Levy hatte einen wirklich hübschen Ort für das ausgesucht, was sie beide vorhatten, fand Lucy, als sie sich einmal um die eigene Achse drehte und über die Lichtung blickte, auf der sie gerade standen. Der Vollmond stand hoch am nachtschwarzen Himmel, keine einzige Wolke verdeckte ihn oder die abertausenden von funkelnden Sternen. Durch sein Licht schimmerte jeder einzelne Grashalm auf der großen Wiese und der laue Wind sorgte für Wellen in dem beschienen Gras, sodass es wie flüssiges Silber wirkte. Die hohen Laubbäume, die die Lichtung von allen Seiten her einrahmten, raschelten ganz leise bei der nächtlichen Brise und warfen ihre langgezogenen Schatten auf die Ränder der Graslandschaft.

Die Schriftmagierin hatte diesen Ort ausgewählt, weil er zwar außerhalb der Stadt, aber nicht allzu weit weg von Magnolia lag, sodass man ihn zu Fuß noch gut erreichen konnte.

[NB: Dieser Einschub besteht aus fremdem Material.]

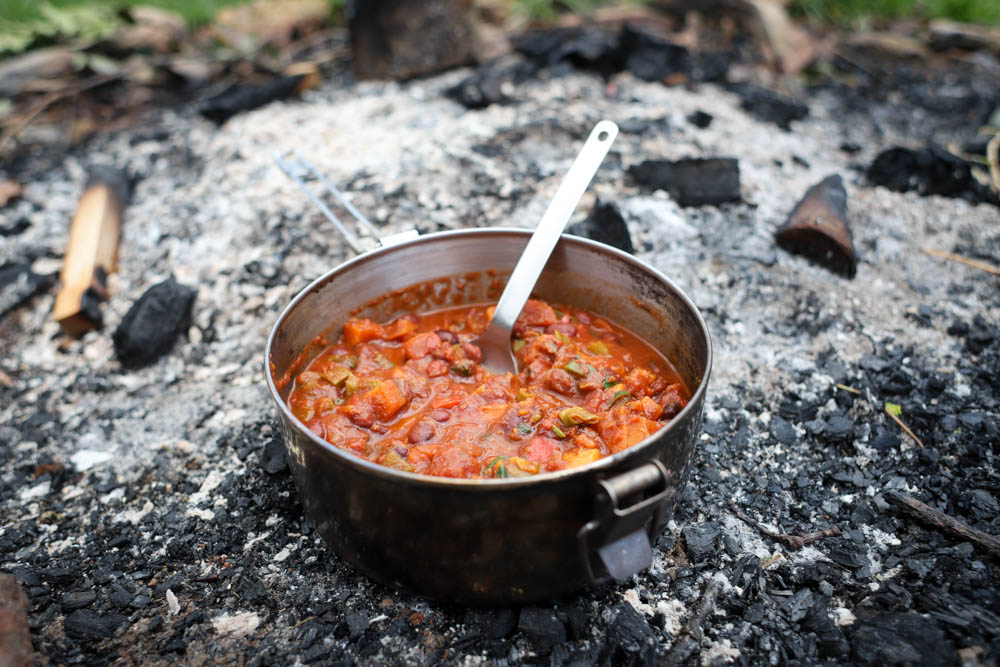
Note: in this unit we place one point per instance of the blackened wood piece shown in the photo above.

Trotzdem lag er tiefer im Wald als zunächst vermutet und war von außen sehr schwer einzusehen, was ihn zum perfekten Ziel für die beiden Mädchen machte. Mitten in der Nacht würde hier bestimmt niemand vorbeikommen, auch nicht zufällig.

„Ziehst du dich um, dann kann ich schon mal mit dem Kreis anfangen?", fragte die Blauhaarige immer noch etwas verunsichert. Lucy konnte bloß nicken. Selbst wenn sie gewollt hätte, sie hätte im Moment keinen Ton hervorgebracht.

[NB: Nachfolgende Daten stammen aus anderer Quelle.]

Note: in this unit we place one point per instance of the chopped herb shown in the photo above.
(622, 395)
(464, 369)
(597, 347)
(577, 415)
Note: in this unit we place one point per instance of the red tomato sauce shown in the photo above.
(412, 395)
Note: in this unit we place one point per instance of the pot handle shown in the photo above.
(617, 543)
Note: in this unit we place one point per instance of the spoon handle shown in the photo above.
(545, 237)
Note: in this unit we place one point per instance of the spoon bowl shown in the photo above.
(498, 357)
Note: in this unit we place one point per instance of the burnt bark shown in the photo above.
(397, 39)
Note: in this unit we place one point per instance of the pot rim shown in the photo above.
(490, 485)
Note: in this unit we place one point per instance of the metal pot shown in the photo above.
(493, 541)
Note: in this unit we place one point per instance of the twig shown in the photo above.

Irgendwo war Levy auf den Hinweis gestoßen, dass die Priesterin immer in einer Art weißer Robe oder weißem Gewand das Ritual durchgeführt hatte. Wahrscheinlich hatte ihre Kleidung nicht viel mit dem Effekt zu tun, aber Lucy war dennoch losgezogen und hatte sich ein traditionelles weißes Gewand für magische Rituale besorgt, das sie dann vorsorglich schon am Abend vorher in einer Tasche hier im Wald deponiert hatte.

Der Stoff war hauchdünn und als Lucy in die langen Ärmel schlüpfte, spürte sie ihn kaum auf ihrer Haut. Locker fiel das Kleid ab der Taille bis zu ihren Knöcheln herab. Am Oberkörper saß es eng, aber auch das bemerkte sie kaum, obwohl sie es an den beiden Seiten noch mit seidigen Bändern zuschnüren musste. Lucy blickte an sich herab. Der weiße durchscheinende Stoff des Gewandes schien die Strahlen des Mondlichts zu absorbieren und dann in einem Schimmern wieder abzugeben.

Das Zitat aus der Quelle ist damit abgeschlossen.